Christopher Hitchens eloquently and convincingly defends the Iraq war in this must-read Weekly Standard piece, simultaneously scolding the deranged left for its childish opposition and imploring the Bush administration to outline the nobility of undertaking such a task. [H/T: Donald Sensing.]
One might have thought, therefore, that Bush and Blair's decision to put an end at last to this intolerable state of affairs would be hailed, not just as a belated vindication of long-ignored U.N. resolutions but as some corrective to the decade of shame and inaction that had just passed in Bosnia and Rwanda. But such is not the case. An apparent consensus exists, among millions of people in Europe and America, that the whole operation for the demilitarization of Iraq, and the salvage of its traumatized society, was at best a false pretense and at worst an unprovoked aggression. How can this possibly be?...
Childishness is one thing [...] But puerility in adults is quite another thing, and considerably less charming. "You said there were WMDs in Iraq and that Saddam had friends in al Qaeda. . . . Blah, blah, pants on fire." I have had many opportunities to tire of this mantra. It takes ten seconds to intone the said mantra. It would take me, on my most eloquent C-SPAN day, at the very least five minutes to say that Abdul Rahman Yasin, who mixed the chemicals for the World Trade Center attack in 1993, subsequently sought and found refuge in Baghdad; that Dr. Mahdi Obeidi, Saddam's senior physicist, was able to lead American soldiers to nuclear centrifuge parts and a blueprint for a complete centrifuge (the crown jewel of nuclear physics) buried on the orders of Qusay Hussein; that Saddam's agents were in Damascus as late as February 2003, negotiating to purchase missiles off the shelf from North Korea; or that Rolf Ekeus, the great Swedish socialist who founded the inspection process in Iraq after 1991, has told me for the record that he was offered a $2 million bribe in a face-to-face meeting with Tariq Aziz. And these eye-catching examples would by no means exhaust my repertoire, or empty my quiver. Yes, it must be admitted that Bush and Blair made a hash of a good case, largely because they preferred to scare people rather than enlighten them or reason with them.

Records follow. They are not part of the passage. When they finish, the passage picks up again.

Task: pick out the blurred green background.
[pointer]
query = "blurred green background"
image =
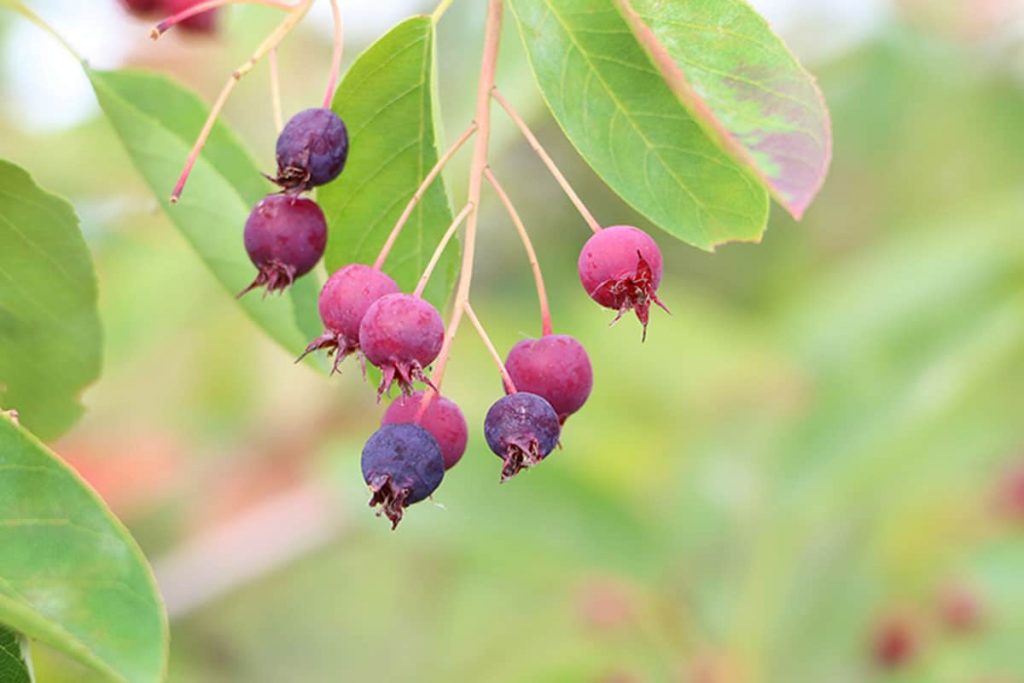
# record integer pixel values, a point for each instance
(814, 451)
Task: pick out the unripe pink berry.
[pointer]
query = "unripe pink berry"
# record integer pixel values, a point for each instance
(401, 334)
(621, 268)
(344, 300)
(555, 368)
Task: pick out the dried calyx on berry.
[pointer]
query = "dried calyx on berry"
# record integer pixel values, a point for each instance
(621, 268)
(402, 465)
(521, 429)
(285, 237)
(311, 150)
(401, 334)
(439, 416)
(343, 303)
(555, 368)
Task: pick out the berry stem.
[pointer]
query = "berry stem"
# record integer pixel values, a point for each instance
(535, 264)
(420, 191)
(201, 7)
(339, 44)
(492, 41)
(436, 256)
(20, 8)
(269, 43)
(506, 378)
(279, 116)
(546, 158)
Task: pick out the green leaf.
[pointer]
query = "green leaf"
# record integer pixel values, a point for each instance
(158, 121)
(738, 80)
(388, 101)
(631, 128)
(70, 573)
(15, 664)
(50, 338)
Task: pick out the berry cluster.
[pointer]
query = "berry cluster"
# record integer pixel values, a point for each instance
(366, 313)
(286, 233)
(198, 23)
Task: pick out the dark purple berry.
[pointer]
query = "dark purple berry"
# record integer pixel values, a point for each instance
(521, 429)
(555, 368)
(344, 300)
(437, 415)
(401, 334)
(285, 237)
(621, 268)
(402, 465)
(204, 23)
(311, 150)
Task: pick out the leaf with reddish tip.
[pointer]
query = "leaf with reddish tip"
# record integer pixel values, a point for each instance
(740, 82)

Still, the only real strategy of deception has come from those who believe, or pretend, that Saddam Hussein was no problem.

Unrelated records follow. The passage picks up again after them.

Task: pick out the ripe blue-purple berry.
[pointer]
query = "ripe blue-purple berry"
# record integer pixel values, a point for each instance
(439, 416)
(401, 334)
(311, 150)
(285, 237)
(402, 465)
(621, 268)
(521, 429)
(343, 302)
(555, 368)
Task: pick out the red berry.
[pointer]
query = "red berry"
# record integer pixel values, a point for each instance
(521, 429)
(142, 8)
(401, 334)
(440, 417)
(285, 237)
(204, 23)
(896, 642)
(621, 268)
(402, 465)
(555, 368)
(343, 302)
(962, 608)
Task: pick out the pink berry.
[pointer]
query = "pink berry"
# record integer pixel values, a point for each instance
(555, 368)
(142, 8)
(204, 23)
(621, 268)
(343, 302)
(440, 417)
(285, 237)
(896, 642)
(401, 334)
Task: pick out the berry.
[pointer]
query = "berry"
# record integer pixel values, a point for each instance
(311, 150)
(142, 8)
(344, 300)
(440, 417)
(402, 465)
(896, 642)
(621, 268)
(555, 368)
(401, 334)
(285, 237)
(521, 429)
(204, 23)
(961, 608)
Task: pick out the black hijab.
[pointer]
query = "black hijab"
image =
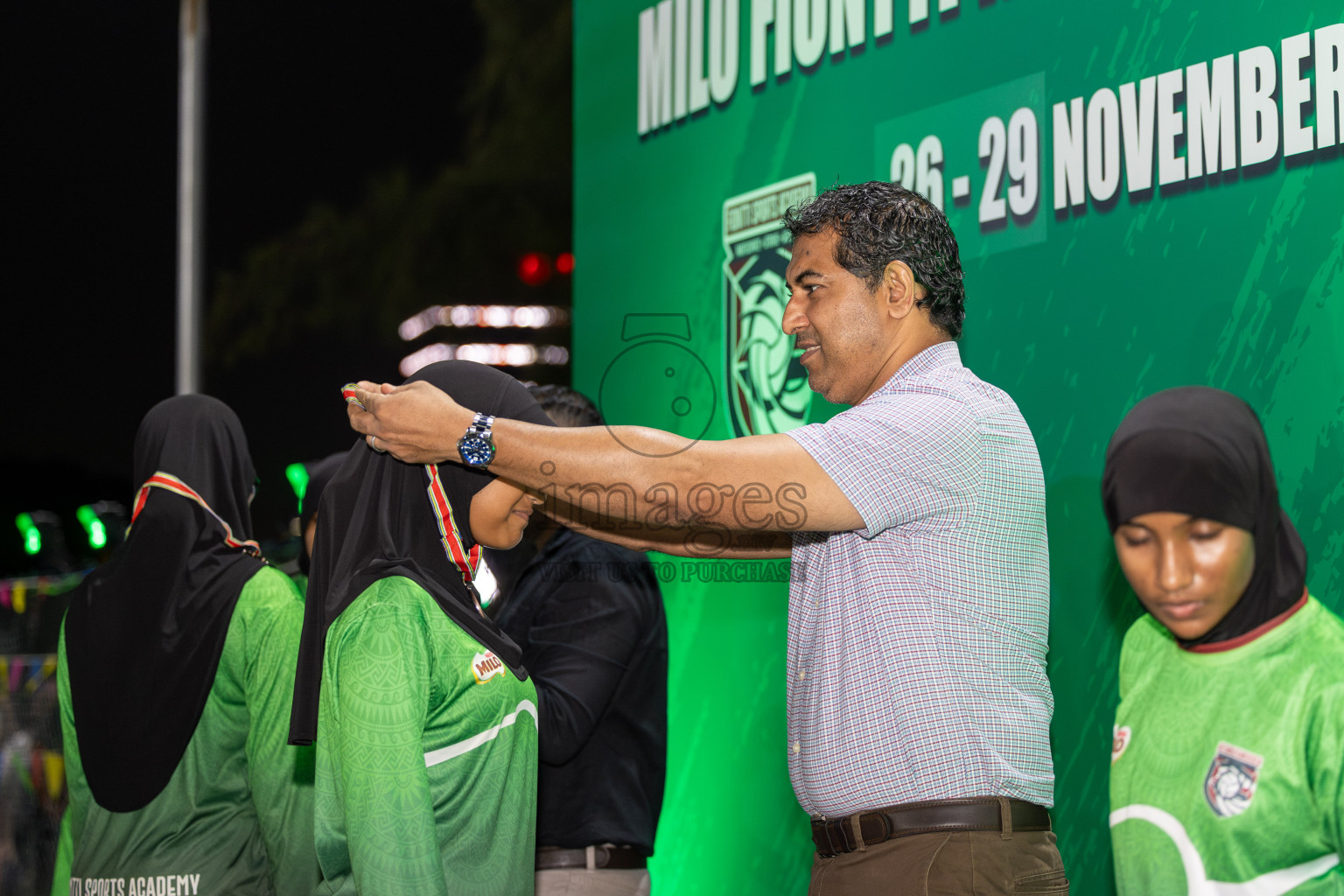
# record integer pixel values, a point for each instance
(318, 474)
(381, 519)
(1201, 452)
(144, 633)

What is most striking to me is that the Bush-haters are so unhinged -- so disturbingly unbalanced -- that they find no moral transgression in using their caustic rhetoric to exploit the dead and displaced in the Gulf Coast, just as they do the troops on the battlefield, so long as they can take cheap shots at their "cowboy" commander-in-chief.
It takes some intellectual vacuum to blame a president for a natural disaster or, more appallingly, to politicize it before we've even accounted for all the dead and missing.